Recente rechtspraak zet puntjes op de i

Zonevreemde sportterreinen: feitelijke vs. planologische bestaande toestand

In een arrest van 17 december 2019 benadrukte de Raad van State het onderscheid tussen de planologische en de feitelijke toets in het kader van plan-MER-screenings.
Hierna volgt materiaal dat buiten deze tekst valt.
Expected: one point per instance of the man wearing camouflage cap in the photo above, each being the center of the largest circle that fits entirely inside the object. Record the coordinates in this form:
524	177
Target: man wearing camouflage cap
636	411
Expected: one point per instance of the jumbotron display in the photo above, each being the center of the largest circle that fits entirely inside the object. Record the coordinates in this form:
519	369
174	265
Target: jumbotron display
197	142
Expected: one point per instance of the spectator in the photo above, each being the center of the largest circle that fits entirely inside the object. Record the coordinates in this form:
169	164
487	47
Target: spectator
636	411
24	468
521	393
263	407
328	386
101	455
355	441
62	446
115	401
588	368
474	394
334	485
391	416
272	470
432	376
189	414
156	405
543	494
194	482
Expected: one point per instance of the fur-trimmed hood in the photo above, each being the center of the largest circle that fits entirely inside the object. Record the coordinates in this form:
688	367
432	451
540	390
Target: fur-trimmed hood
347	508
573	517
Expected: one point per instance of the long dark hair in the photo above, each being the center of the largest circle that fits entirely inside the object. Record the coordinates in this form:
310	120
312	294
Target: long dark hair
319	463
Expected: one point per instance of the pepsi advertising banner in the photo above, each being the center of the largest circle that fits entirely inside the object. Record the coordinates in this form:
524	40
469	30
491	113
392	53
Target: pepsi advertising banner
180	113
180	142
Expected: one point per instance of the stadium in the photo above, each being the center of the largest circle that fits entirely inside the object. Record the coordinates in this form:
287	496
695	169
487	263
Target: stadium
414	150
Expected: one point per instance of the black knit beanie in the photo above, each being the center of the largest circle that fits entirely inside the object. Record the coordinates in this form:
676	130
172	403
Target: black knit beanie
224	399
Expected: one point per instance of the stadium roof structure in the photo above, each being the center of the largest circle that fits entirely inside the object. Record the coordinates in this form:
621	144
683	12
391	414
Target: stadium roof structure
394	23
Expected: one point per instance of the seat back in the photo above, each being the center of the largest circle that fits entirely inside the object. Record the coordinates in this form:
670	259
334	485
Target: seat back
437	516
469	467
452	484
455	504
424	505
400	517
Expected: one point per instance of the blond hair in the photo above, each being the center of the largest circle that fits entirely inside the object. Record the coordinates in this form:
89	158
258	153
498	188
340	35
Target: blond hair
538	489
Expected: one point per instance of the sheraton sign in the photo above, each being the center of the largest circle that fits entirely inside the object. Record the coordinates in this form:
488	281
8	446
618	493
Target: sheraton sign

Het arrest beoordeelde het gemeentelijk RUP "Zonevreemde sportterreinen" van de gemeente Oosterzele. De gemeente Oosterzele beoogde met dit RUP een herbestemming van een landschappelijk waardevol agrarisch gebied naar recreatie om een bestaande zonevreemde sportactiviteit te kunnen bestendigen en uit te breiden. Over het voorontwerp van RUP werd een MER-screeningsnota opgemaakt, waarin onder meer vastgesteld werd dat er geen bijkomend bestemmingsverkeer zou ontstaan zodat er geen aanzienlijke effecten inzake mobiliteitshinder te verwachten waren. Op basis van deze MER-screeningsnota besliste de dienst Mer vervolgens dat er geen plan-MER diende te worden opgemaakt. De verzoekende partijen wierpen echter op dat de MER-screening gebrekkig was.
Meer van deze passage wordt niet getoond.